Angar exhaled sharply, the air hissing through his teeth. If he lingered too long in her orbit, those reports of success would ring with bitter truth.

And he had to concede the brilliance of Hidetada's ploy, maneuvering Angar to endorse the couple's addition to the crew, making him responsible for his being turned into unwitting bait once again.

Though pity ate at him for Slavo, a good man ensnared in this web through no fault of his own.

"Understood," Angar acknowledged, purging the lingering ire. "But I demand the right to reply to this letter via the Imperial Command station. Text only, five…no, seven minutes of transmission."

His reply would be a mere few lines, transmitted in no more than five minutes, but he wanted a buffer to be safe. "And I require my Tier 3 gear, plus a stop en route to Abyssalhome so I can claim the sacred blessings I'm owed."

"You shall have your gear," Hidetada declared. "You'll receive your sacred rites on Abyssalhome. As forty lashes are your limit under sacred law, if you crave seven minutes access to the Imperial Command comcap, you must endure a full minute in contact with the Old-Guard Hyperalgesicator that Harc stows in his quarters.
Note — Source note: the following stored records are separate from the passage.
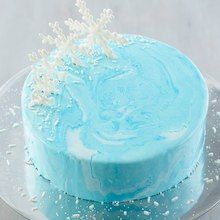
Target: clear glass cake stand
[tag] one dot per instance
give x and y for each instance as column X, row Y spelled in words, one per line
column 33, row 197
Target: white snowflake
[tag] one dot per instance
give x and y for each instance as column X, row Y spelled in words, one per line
column 95, row 32
column 65, row 45
column 82, row 39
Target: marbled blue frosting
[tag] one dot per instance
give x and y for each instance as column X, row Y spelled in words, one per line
column 120, row 129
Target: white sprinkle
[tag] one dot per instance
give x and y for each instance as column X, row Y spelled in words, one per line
column 29, row 162
column 34, row 209
column 8, row 152
column 217, row 161
column 209, row 181
column 12, row 111
column 77, row 200
column 15, row 125
column 156, row 203
column 161, row 193
column 166, row 213
column 20, row 189
column 115, row 203
column 75, row 216
column 17, row 107
column 189, row 201
column 8, row 162
column 12, row 145
column 174, row 199
column 56, row 122
column 2, row 130
column 43, row 194
column 23, row 194
column 211, row 154
column 146, row 213
column 50, row 139
column 91, row 207
column 214, row 130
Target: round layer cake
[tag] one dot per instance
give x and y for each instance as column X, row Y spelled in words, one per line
column 118, row 129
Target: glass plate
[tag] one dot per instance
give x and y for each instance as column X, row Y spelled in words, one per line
column 35, row 198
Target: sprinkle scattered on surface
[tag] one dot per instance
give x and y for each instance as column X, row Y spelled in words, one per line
column 77, row 201
column 125, row 213
column 146, row 213
column 23, row 194
column 33, row 199
column 76, row 216
column 209, row 180
column 91, row 207
column 15, row 125
column 115, row 203
column 217, row 161
column 17, row 107
column 156, row 203
column 211, row 154
column 34, row 209
column 20, row 189
column 166, row 213
column 214, row 130
column 174, row 199
column 43, row 194
column 12, row 111
column 8, row 152
column 190, row 201
column 12, row 145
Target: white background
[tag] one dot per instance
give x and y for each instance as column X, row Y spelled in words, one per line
column 192, row 26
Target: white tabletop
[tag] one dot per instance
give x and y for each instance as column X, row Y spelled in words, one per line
column 191, row 26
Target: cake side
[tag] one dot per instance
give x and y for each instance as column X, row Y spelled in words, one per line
column 119, row 129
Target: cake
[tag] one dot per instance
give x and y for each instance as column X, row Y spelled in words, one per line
column 111, row 117
column 55, row 204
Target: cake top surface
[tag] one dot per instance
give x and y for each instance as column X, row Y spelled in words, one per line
column 151, row 97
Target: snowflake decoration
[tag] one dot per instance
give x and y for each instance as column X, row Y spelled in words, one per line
column 65, row 44
column 82, row 39
column 95, row 32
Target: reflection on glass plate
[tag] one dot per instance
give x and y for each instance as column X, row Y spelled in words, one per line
column 35, row 198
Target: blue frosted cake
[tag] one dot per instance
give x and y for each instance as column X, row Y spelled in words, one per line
column 112, row 117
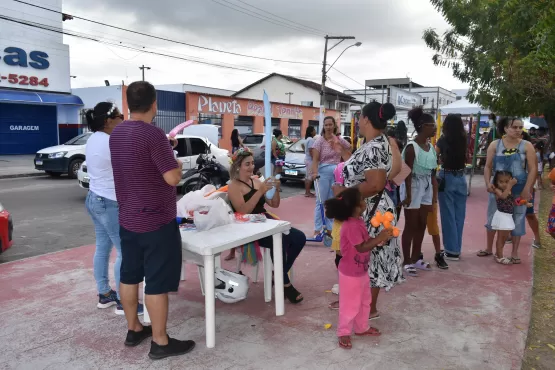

And that's for seven minutes usage, not one second more."

Angar's brows furrowed, his cybernetic eyes narrowing.

Hyperalgesicators were vile relics of the Old Guard's arsenal, engineered to amplify agony beyond mortal thresholds, making even Angufluxivators seem like merciful caresses. All crumbled into unconsciousness after short heartbeats under their touch, meaning it was an impossible sentence.

"And if I falter before the minute's end?" Angar asked.

"Then forty lashes instead," Hidetada replied, "and no personal missive departs through the Imperial Command comcap."

Angar exhaled again. "Understood." He wondered if he should mention the hub-plane.

He decided against it. If Hidetada was so great at knowing the unknowable, he could figure it out on his own.